For every dollar that comes in, 85 to 90 percent goes to the project on the ground, while the remainder supports GlobalGiving's operations and pays for money-transfer fees.
While GlobalGiving's operating costs are fixed at 10 percent, Whittle said, nonprofits typically have a much higher overhead.
Whittle makes $150,000 a year, but neither he nor his partner took any salary for the first two years. They have relied on $4 million in seed capital to cover costs and hope to break even within the next five years.
Whittle worked for the World Bank for more than a decade. He led the unit that created the Development Marketplace, a competitive grant program that funds small-scale projects at the grass-roots level.

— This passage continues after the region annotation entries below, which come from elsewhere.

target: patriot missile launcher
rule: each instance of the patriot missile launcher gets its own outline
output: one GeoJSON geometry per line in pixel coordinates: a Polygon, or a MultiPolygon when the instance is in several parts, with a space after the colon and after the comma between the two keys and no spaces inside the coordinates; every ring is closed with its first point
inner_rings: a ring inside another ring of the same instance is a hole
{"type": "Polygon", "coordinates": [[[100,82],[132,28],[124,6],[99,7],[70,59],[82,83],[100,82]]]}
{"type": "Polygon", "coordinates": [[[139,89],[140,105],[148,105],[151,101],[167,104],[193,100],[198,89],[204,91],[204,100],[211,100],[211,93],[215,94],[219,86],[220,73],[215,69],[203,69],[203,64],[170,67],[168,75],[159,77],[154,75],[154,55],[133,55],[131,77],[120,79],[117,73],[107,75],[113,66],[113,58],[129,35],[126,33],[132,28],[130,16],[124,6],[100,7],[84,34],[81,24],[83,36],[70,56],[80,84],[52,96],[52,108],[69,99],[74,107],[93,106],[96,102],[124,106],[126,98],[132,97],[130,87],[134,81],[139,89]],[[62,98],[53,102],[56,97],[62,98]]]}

That effort showed the potential of a bottoms-up approach, persuading him and colleague Mari Kuraishi to strike out on their own with GlobalGiving.
Bonus of technology
While technology is increasing the transparency of nonprofits, it's also dramatically reducing the cost of information, Whittle said.
In the past, someone who wanted to submit an idea for a project would have to mail it and wait months or years for it to be evaluated and funded.
Using the Web, GlobalGiving works with 40 sponsors around the world, including Seattle-based Agros International, allowing most projects to be posted within a few days.
"We want to enable people to directly connect with as little interference from us as possible," Whittle said.
That adds up to more choices for people like Jan Cavitt. A retired career counselor from Seattle, she gave friends and relatives a surprise last Christmas.
"Everybody got mosquito netting," she said. They went to poor families in Tanzania to help protect them from malaria.
Though unusual, the gifts were well-received, she said. "They were all just grateful that something good was being done," she said.
This year Cavitt said she will select a different project for the people on her list.
"Our family members don't need things from us now," she said. "They are all comfortable adults, and they've agreed that this is a far preferable way to receive gifts than to be given something they can't use or don't like."